Phase modification of coral waste and its performance in cement-based materials: Rheology, hydration, and interface strength

This research endeavors to enhance the performance of coral waste in cement-based materials through heat treatment. The phase transformations of coral powder (CP) were analyzed using X-ray diffraction (XRD) and thermogravimetric analysis (TGA). The surface properties of CP and heat-treated coral powder (HTCP) were evaluated using scanning electron microscopy (SEM) and zeta potential tests. The effect of HTCP on the rheology of cement paste was examined, and the surface hydration morphology was analyzed through SEM and diffuse reflectance Fourier trans-form infrared spectroscopy (DR-FTIR). Furthermore, the compressive strength and interface strength of cement paste were assessed.
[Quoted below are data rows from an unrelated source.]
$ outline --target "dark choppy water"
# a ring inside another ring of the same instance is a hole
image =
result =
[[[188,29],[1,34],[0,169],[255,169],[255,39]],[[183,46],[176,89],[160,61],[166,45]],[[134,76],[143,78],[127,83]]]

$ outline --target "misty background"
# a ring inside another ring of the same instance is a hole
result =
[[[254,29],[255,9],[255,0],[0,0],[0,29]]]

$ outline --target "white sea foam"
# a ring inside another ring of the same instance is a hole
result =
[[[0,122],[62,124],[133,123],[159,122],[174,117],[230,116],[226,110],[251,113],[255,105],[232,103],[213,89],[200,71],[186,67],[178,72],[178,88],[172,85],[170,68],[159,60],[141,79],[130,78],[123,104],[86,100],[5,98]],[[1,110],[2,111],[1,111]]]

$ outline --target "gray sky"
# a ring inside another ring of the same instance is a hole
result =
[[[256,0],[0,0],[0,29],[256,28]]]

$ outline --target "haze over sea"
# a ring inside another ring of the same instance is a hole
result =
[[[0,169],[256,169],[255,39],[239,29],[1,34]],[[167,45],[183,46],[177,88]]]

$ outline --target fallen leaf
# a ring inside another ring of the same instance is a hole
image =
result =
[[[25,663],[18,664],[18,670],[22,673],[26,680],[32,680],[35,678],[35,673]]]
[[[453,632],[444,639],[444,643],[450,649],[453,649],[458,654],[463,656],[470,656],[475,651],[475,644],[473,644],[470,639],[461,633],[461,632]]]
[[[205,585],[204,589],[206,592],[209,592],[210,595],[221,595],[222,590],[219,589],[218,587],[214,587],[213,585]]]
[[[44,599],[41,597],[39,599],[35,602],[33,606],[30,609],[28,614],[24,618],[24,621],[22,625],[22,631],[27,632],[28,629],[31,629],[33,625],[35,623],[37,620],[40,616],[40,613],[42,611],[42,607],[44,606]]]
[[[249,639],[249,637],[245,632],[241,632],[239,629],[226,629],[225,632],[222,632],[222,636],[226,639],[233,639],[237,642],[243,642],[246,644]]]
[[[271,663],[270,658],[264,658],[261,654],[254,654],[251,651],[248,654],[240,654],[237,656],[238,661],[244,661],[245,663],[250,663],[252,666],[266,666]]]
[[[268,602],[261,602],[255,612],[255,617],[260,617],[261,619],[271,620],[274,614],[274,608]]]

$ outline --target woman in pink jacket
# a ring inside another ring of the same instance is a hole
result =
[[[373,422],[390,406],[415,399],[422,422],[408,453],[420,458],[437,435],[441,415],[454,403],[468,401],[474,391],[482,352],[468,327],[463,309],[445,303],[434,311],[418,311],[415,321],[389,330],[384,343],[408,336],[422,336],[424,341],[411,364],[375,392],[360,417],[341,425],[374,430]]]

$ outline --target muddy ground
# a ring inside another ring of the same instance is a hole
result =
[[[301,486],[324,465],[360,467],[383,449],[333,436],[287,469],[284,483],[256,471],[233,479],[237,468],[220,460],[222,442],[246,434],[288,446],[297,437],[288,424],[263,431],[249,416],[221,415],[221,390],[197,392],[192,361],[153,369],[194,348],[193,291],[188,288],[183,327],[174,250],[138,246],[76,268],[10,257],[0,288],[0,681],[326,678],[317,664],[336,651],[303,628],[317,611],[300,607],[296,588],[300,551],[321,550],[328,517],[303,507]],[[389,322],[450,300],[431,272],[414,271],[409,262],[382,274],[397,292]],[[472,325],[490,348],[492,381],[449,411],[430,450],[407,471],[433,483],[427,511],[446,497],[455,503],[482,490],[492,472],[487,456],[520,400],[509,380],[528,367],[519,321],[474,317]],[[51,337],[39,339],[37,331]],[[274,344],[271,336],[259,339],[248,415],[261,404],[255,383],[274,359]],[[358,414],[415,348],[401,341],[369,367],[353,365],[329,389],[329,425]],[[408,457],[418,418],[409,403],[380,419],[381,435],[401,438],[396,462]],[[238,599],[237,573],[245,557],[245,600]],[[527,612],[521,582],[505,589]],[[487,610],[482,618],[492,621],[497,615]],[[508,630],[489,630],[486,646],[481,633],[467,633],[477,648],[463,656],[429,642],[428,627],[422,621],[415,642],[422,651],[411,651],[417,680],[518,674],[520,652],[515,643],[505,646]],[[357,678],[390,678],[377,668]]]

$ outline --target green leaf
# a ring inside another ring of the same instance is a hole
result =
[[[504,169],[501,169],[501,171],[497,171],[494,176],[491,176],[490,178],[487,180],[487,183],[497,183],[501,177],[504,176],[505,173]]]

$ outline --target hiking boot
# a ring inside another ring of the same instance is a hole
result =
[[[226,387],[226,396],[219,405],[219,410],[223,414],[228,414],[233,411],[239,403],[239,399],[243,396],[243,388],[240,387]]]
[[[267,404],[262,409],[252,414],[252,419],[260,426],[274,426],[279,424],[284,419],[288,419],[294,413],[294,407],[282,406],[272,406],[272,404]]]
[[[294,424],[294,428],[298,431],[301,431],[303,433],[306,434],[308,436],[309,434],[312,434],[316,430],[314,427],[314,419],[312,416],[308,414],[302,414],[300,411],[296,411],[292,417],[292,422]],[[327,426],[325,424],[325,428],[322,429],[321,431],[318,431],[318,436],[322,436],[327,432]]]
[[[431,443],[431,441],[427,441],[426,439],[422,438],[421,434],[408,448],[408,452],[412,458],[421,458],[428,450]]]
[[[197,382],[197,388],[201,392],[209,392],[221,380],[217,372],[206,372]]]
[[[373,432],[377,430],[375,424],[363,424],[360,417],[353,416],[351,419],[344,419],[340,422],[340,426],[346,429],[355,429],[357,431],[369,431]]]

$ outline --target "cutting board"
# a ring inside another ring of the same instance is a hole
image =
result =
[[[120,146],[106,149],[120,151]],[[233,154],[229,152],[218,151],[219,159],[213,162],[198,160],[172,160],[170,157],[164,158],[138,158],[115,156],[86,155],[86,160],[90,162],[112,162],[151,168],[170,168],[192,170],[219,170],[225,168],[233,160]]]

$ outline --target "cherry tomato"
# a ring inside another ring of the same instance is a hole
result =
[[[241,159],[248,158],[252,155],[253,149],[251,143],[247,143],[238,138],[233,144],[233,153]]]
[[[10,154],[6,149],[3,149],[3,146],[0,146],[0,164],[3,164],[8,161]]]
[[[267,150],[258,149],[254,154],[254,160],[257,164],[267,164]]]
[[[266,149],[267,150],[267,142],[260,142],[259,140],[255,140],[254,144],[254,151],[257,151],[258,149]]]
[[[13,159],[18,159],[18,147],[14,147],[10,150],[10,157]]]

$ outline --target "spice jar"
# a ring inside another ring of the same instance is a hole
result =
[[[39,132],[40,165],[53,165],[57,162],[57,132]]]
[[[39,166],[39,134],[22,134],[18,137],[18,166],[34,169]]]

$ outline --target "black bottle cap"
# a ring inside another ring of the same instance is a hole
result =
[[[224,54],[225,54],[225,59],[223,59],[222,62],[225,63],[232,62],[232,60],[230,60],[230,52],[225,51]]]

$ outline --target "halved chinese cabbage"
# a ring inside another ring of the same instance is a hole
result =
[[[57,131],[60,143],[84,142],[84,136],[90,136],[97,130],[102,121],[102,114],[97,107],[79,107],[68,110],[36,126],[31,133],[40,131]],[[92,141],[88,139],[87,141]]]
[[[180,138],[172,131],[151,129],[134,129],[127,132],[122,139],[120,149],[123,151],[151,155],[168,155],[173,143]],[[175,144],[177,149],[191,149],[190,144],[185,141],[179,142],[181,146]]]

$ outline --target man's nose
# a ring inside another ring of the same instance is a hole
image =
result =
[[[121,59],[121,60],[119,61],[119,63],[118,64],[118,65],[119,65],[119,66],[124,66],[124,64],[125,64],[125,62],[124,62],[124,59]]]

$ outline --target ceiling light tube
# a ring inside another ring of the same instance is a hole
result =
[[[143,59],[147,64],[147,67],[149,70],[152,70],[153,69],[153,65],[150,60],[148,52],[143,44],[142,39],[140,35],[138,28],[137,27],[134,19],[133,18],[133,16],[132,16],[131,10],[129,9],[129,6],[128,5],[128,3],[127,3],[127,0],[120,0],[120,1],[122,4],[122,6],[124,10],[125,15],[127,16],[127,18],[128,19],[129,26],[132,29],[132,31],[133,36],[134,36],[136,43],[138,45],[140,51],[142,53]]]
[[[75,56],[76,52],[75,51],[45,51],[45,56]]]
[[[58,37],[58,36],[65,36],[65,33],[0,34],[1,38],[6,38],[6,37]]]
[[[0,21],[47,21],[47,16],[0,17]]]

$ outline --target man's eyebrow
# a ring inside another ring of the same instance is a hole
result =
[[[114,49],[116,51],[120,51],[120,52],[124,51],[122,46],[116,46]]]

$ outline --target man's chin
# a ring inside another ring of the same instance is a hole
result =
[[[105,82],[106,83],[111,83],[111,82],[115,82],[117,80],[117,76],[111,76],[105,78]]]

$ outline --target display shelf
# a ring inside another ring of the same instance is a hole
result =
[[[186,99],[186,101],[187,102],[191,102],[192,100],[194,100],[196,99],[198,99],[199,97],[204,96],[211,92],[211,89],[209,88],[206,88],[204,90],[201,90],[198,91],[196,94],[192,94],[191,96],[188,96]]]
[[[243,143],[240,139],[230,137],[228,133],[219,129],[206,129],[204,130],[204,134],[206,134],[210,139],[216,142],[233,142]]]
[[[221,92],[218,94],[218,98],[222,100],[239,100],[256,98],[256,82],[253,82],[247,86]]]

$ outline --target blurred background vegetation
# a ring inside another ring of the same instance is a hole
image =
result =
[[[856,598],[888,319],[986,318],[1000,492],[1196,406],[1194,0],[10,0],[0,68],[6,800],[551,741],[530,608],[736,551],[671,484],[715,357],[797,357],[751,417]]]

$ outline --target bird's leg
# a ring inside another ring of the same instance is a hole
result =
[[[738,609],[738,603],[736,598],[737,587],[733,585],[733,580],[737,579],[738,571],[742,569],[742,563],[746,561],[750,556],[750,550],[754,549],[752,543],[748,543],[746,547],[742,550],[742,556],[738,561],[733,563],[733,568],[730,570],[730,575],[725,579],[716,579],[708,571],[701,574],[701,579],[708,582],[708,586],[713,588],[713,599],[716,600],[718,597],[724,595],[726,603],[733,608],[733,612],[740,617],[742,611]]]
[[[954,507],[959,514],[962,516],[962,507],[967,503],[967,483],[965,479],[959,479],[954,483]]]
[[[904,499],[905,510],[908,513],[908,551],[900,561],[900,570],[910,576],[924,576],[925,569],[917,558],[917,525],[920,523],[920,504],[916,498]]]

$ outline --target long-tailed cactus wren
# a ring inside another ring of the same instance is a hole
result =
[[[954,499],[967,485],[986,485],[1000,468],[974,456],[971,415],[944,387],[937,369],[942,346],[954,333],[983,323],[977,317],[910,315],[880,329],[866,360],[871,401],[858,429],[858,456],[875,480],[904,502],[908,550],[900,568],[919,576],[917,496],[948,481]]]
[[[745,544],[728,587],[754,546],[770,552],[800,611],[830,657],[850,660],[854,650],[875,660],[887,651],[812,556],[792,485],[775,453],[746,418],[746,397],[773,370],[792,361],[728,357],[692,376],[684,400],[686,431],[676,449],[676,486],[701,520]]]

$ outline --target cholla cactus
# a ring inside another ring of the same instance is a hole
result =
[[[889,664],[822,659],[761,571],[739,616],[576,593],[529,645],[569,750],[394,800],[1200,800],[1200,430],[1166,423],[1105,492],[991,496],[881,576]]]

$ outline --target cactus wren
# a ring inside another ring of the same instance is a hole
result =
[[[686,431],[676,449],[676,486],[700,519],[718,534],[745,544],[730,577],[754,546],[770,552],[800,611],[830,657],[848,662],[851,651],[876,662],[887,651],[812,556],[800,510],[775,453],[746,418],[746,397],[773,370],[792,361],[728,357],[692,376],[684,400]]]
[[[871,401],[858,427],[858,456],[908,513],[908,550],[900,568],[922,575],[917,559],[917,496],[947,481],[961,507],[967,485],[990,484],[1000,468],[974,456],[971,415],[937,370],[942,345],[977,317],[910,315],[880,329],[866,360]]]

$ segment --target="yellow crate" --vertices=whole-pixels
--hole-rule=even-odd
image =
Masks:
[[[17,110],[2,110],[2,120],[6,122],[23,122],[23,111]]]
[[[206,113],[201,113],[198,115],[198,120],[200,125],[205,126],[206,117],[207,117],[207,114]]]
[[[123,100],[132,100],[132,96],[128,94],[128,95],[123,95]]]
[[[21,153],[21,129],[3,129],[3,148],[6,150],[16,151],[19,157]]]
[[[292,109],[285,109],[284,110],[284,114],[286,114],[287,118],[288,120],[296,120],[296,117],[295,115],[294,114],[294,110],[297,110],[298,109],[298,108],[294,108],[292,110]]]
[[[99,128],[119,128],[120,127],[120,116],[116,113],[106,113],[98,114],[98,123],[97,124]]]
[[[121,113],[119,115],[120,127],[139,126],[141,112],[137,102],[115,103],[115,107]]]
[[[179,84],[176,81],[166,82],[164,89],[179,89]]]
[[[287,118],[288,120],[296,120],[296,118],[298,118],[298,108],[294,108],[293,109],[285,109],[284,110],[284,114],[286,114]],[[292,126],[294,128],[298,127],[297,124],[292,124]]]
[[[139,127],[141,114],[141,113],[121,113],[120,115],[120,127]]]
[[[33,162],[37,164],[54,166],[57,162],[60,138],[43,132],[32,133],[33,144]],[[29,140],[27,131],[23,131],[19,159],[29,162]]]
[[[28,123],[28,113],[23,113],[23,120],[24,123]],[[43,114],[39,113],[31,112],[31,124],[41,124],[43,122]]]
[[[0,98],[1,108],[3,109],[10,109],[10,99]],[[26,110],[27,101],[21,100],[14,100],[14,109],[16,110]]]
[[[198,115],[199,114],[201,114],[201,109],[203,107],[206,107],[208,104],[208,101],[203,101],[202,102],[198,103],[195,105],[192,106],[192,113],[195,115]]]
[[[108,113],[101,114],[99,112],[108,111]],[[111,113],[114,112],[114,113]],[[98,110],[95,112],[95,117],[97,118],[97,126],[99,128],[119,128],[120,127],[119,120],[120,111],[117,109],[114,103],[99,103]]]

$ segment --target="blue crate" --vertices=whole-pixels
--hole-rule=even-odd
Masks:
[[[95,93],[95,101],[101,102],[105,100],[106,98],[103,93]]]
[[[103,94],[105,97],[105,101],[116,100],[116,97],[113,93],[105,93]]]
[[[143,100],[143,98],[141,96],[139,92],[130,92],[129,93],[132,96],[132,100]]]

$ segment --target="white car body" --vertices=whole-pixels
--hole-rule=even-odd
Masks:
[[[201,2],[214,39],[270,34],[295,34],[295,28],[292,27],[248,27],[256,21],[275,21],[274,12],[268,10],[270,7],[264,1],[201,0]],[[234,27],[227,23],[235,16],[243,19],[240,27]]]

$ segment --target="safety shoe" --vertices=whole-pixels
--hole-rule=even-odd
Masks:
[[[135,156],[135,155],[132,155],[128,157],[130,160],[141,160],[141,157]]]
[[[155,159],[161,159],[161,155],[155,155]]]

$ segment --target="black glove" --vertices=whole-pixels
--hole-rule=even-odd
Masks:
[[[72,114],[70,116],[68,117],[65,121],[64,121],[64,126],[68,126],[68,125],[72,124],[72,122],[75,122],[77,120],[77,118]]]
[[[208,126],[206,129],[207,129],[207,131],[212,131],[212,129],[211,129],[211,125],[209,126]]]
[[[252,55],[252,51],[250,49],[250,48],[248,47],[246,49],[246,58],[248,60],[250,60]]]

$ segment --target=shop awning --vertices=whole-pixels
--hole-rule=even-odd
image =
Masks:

The result showed that aragonite-type CaCO3 of CP is converted to calcite-type CaCO3 by 450 degrees C. HTCP demonstrates stronger adsorption of Ca2+ ions compared to CP, while the adsorption of SO42  ions is weaker. The rectangular sublattice structure of HTCP, composed of calcium and carbonate ions, enhances the adsorption of Ca2+. In contrast, the CP surface, where the Ca2+ layer is positioned between two parallel layers of carbonate ions, favors the adsorption of SO42  . The smoother angle of HTCP creates a "ball bearing" effect that reduces the detrimental impact of smaller particles on flowability, and the higher zeta potential of HTCP particles potentially leads to stronger electrostatic repulsion, improving fluidity. The strong adsorption of Ca2+ ions by HTCP stimulates the nucleation and growth of C-S-H, and the Ca2+ ions adsorbed on the HTCP surface are bonded to C-S-H through similar ionic covalent bonds, resulting in improved adhesion between HTCP and hydrates.